Session Information
Date: Monday, November 14, 2022
Title: SLE – Diagnosis, Manifestations, and Outcomes Poster III: Outcomes
Session Type: Poster Session D
Session Time: 1:00PM-3:00PM
Background/Purpose: An important clinical question is whether treatments (e.g, corticosteroids, immunosuppressants) or SLE disease activity are associated with an increased risk of COVID-19 infection among SLE patients. We analyzed data from a large cohort of patients with SLE to assess the association between demographic, clinical, and immunologic characteristics and incident COVID-19 infection.
Methods: The study was based on data from a large cohort of SLE patients seen quarterly. We merged in information on COVID-19 infection, vaccination history, and COVID-19 antibodies. The risk of acquisition of COVID-19 in any month of follow-up after March 1, 2020 was estimated as a function of the demographic and clinical characteristics of the patient assigned to that month of follow-up based on cohort information. For those vaccinated, SARS-CoV-2 IgG was measured by ELISA (Euroimmun).
Results: The analysis was based on 20,255 person-months from 1017 different patients. There were 229 incident cases of COVID experienced by 219 patients. Table 1 shows the monthly risk of incident COVID based on patient demographic and clinical characteristics. There was not an increased risk of infection among those on corticosteroids, immunosuppressants, or those with higher levels of disease activity. Table 2 shows the relationship between vaccination status and risk of COVID-19 infection based on follow-up that occurred after December 2020. This analysis excludes follow-up that occurred after a patient was infected with COVID. Those vaccinated had a significantly lower risk of infection during all phases of the epidemic except the most recent phase where risks were similar between vaccinated and unvaccinated. Table 3 shows the relationship between recent antibody levels and risk of infection. Higher antibody levels were associated with a lower risk, and there does not appear to be a threshold that confers maximum protection.
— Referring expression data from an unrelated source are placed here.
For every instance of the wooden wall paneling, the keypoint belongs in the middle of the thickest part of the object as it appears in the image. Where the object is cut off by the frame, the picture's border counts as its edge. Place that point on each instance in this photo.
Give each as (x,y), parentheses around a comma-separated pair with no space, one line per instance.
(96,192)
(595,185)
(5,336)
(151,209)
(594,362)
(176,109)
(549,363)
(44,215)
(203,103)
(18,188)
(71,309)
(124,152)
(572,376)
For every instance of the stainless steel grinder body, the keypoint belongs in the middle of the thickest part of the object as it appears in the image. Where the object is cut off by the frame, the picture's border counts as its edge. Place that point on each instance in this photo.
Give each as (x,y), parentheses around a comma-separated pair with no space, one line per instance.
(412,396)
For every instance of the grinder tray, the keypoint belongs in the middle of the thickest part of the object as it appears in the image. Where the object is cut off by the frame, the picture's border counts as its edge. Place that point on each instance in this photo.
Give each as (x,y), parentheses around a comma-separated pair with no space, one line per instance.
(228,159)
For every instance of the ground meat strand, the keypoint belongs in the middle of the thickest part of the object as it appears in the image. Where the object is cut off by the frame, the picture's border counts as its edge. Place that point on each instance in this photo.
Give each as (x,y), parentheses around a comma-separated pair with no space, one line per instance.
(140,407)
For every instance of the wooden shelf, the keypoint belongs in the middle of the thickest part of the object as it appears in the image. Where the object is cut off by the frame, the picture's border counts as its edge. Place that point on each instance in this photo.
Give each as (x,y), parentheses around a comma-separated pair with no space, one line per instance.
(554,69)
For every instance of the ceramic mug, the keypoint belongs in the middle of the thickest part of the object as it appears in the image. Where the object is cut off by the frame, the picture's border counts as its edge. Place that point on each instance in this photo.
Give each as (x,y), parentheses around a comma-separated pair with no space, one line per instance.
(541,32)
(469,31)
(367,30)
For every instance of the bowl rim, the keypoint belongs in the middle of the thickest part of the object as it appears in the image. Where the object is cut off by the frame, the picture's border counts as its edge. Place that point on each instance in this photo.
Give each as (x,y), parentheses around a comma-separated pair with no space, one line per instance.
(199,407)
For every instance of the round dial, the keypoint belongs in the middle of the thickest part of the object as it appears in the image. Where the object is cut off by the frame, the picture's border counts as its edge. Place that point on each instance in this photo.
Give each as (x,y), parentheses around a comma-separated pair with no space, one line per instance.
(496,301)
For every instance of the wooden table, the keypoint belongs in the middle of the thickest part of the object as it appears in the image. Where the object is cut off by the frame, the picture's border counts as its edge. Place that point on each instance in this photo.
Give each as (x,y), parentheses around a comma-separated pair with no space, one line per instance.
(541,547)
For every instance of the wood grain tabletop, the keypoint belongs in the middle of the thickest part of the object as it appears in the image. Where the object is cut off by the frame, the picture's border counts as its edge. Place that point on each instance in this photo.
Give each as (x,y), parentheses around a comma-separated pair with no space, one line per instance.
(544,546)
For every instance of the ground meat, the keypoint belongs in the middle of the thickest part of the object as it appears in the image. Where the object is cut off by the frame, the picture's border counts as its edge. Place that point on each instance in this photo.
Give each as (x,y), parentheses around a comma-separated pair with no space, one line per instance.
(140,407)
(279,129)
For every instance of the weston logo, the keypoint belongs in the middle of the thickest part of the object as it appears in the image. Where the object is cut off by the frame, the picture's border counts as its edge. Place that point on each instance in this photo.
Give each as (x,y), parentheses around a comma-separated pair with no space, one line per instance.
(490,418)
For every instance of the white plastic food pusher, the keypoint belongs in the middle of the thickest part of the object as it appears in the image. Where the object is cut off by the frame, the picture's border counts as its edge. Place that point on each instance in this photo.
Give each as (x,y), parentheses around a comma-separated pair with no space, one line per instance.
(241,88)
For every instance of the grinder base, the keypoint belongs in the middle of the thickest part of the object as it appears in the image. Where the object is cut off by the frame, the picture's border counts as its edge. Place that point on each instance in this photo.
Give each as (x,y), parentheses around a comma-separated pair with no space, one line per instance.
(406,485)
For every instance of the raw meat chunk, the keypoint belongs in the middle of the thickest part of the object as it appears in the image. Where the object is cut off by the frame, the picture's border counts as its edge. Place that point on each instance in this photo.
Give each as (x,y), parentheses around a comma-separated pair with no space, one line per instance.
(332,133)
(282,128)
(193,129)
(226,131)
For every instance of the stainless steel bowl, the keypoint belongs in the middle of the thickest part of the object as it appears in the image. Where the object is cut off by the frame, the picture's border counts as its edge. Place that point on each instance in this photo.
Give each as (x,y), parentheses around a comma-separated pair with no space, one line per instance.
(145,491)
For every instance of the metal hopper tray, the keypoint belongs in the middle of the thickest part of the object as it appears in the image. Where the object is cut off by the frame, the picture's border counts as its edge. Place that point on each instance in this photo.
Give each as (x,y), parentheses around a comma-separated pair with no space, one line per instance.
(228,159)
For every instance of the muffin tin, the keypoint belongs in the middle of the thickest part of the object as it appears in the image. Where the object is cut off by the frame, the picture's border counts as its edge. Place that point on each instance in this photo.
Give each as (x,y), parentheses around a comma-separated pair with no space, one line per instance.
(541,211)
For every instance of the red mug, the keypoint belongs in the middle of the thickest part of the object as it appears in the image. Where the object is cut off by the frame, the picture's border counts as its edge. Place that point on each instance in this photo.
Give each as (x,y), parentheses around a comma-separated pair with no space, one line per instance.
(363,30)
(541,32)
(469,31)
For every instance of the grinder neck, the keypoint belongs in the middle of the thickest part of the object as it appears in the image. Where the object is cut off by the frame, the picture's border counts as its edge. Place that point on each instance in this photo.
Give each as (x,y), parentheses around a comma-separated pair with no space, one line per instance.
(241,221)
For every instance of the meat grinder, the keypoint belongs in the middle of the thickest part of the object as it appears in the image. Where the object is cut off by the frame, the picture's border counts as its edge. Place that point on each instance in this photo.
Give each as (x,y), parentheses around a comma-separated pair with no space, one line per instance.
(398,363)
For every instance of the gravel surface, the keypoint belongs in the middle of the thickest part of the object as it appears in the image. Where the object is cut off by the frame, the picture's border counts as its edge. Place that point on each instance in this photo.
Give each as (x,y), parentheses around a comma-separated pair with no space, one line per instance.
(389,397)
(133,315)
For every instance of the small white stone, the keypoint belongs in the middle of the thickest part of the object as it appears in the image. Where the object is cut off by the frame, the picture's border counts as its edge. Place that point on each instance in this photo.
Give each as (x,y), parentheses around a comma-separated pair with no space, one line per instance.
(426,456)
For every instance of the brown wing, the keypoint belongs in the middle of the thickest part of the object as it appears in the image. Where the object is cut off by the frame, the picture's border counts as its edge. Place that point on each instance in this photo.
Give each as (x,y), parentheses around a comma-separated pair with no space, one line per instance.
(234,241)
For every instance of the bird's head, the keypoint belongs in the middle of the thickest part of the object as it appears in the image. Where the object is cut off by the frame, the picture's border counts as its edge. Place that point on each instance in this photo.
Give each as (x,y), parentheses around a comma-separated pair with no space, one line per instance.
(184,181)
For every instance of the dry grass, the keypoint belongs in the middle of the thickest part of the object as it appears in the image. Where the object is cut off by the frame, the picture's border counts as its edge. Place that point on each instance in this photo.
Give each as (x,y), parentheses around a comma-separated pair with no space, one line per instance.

Conclusion: It is reassuring that typical SLE treatments and SLE disease activity do not seem to be associated with a higher risk of incident COVID-19 infection. In this cohort, vaccination did not appear to be protective against infection in the current (Omicron) phase of the epidemic. Importantly, the higher a person’s antibody levels, the better protection they have.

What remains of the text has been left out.